The Second Most-Used Platform for News Isn’t The One You’d Expect

Social media continues to surprise us.

Image courtesy of Unsplash. 

Despite fake news in our social feeds making headlines over the past year, an increasing number of  Americans—67 percent to be exact— are using social media to get their news, according to recent findings published by the Pew Research Center.

Nearly 5,000 Americans were surveyed, and the results speak to how social media-driven our society is today. In addition to more people using social media to stay in the know on current events, the group of people staying informed via their feeds is getting more diverse, with 74 percent of nonwhite Americans saying that they rely on social media for their news, a 10 percent increase from 2016. The age of social-media-for-news users is also changing, as 55 percent of adults over the age of 50 reported using social media to track news, compared to 45 percent in 2016. In contrast, the percentage of individuals with a college degree or advanced degrees who got their news from social media decreased slightly from 2016 to 2017.

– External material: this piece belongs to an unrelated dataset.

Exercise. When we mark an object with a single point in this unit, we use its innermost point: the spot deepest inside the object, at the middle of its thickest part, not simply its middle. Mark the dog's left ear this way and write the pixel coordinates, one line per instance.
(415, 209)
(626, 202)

While the concept of getting news from our social feeds isn’t as surprising as it would have been just 5 to 10 years ago, the specific platforms Americans are using to get their news is. Facebook—despite it’s less than squeaky clean record in the fake news department—still serves as the leading social media platform for news with 45 percent of Americans surveyed by Pew getting their news from it. Surprisingly, YouTube claimed the second spot over Twitter and Instagram, with 18 percent of Americans visiting the site to watch the news. Even though it came in third in terms of total respondents using it for news (11 percent said they took to Twitter to stay current), Twitter saw the largest increase in existing users saying they use the platform for the purposes of getting news. That number jumped from half of users in 2016 to 74 percent in 2017, a statistic that Recode writer Kurt Wagner speculates could be the result of President Trump’s preference for breaking news (among other choice activities) on the platform.

Regardless of which platform(s) you check during your daily news sweep, it’s important to stay vigilant on what’s true, what’s not and what’s somewhere in between. Reading an article in its entirety or fact checking a source are simple ways to help prevent the spread of fake news in your feed.